Pamela Anderson and Jamie Lee Curtis deliver heartbreaking, grounded performances in The Last Showgirl, a movie that otherwise feels aimless, as if as much in desperate need of purpose as its titular character.

Shelly is 57, and since she was in her 20s she's been starring in "Le Razzle Dazzle," an old-style Las Vegas revue, the kind with topless showgirls tastefully showing off their large breasts while tottering in high heels and balancing enormous feather hats—the kind of R-rated ogling that doesn't offend Republicans. Occasionally, men mistake Shelly and her co-stars for prostitutes, but it doesn't happen often, and it's something they've gotten used to. They've gotten used to a lot—especially the idea that, even in the age of Cirque du Soleil, $3,000-a-seat musical residencies and a sports-oriented reinvention of Las Vegas, "Le Razzle Dazzle" will continue.

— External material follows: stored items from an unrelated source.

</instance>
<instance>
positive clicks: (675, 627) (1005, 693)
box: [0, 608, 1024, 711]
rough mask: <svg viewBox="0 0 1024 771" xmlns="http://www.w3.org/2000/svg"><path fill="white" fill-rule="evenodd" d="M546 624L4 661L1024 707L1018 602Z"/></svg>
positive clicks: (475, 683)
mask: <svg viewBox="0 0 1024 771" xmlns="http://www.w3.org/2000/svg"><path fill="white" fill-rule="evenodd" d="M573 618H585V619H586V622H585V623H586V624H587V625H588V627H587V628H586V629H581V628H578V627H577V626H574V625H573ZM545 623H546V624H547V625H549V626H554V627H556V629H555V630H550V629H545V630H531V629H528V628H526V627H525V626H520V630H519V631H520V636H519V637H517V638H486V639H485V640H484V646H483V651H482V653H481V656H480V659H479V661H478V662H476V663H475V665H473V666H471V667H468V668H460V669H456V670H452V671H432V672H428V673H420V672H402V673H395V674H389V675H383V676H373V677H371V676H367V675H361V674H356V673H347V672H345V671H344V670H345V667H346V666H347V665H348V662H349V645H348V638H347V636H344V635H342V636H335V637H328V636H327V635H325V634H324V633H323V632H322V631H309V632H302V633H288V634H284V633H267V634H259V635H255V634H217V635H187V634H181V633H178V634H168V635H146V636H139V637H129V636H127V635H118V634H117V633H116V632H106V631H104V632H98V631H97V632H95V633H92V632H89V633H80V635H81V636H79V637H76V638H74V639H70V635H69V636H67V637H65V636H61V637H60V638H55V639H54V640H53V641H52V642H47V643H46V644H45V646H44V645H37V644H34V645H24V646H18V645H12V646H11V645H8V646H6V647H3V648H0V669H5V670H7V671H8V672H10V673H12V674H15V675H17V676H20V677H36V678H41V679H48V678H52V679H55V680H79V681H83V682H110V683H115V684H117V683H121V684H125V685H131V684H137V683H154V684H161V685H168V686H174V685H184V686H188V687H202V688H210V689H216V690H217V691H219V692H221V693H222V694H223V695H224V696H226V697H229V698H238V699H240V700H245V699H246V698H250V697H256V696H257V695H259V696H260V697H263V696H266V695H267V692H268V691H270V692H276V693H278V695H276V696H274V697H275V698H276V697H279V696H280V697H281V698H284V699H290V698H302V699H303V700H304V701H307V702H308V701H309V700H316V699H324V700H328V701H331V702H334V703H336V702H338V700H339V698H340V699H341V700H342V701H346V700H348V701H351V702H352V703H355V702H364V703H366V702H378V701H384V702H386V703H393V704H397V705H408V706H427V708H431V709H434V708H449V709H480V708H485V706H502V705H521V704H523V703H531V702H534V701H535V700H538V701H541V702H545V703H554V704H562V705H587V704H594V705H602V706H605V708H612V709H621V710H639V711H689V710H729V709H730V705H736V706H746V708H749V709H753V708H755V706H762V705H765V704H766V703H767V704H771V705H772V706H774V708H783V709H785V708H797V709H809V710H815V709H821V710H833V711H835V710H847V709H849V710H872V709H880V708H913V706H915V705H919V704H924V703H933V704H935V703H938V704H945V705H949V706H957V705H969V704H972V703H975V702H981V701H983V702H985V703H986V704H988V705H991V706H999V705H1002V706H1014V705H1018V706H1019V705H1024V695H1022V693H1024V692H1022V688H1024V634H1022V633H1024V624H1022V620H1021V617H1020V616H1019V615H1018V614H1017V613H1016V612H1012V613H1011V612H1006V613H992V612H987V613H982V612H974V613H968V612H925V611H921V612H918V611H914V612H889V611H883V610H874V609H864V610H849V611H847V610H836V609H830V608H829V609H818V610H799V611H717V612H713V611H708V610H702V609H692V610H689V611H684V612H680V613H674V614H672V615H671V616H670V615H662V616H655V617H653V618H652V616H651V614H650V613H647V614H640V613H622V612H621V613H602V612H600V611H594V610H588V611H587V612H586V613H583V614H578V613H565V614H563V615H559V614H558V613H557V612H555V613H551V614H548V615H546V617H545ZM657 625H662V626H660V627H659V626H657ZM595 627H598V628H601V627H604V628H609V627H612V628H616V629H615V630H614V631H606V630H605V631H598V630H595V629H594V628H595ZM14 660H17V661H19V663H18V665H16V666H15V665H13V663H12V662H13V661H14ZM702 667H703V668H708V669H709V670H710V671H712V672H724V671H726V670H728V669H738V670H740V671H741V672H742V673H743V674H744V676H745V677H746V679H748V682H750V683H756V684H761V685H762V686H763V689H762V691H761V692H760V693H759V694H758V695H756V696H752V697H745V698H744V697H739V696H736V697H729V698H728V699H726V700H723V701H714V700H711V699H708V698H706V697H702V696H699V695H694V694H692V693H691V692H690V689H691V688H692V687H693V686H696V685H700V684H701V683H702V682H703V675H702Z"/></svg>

Until the day it doesn't. The show is going to close. What will become of Shelly? That's both the setup and, unfortunately, the plot of this sometimes meandering and often deeply affecting look at the way it becomes harder with age to adapt to the ways the world changes. But the movie has little sense of what to do with an excellent setup.

There are some secondary characters that float around the edges of the screen, but only one, the cocktail waitress Annette played by spray-tanned Jamie Lee Curtis, stands out. The Last Showgirl never allows Shelly to question her abilities, to explore the reality of her situation, or even enough agency to make definite decisions about her future.

Mostly, The Last Showgirl is an exercise in mood and restraint. In keeping with its theme, it's lovely to look at, quiet and melancholy, and Pamela Anderson does more than prove she has transcended her origins as a sexpot. The role is tailor made for her, an opportunity to remind the world that while she was traipsing about topless and showing off her ample assets, she was learning, growing, changing—in short, that she's a real person, interesting and multi-faceted, and with genuine talent.

But just as Shelly needs a better vehicle than "Le Razzle Dazzle," Anderson needs a better vehicle than The Last Showgirl, which mistakes quiet for thought, and restraint for introspection.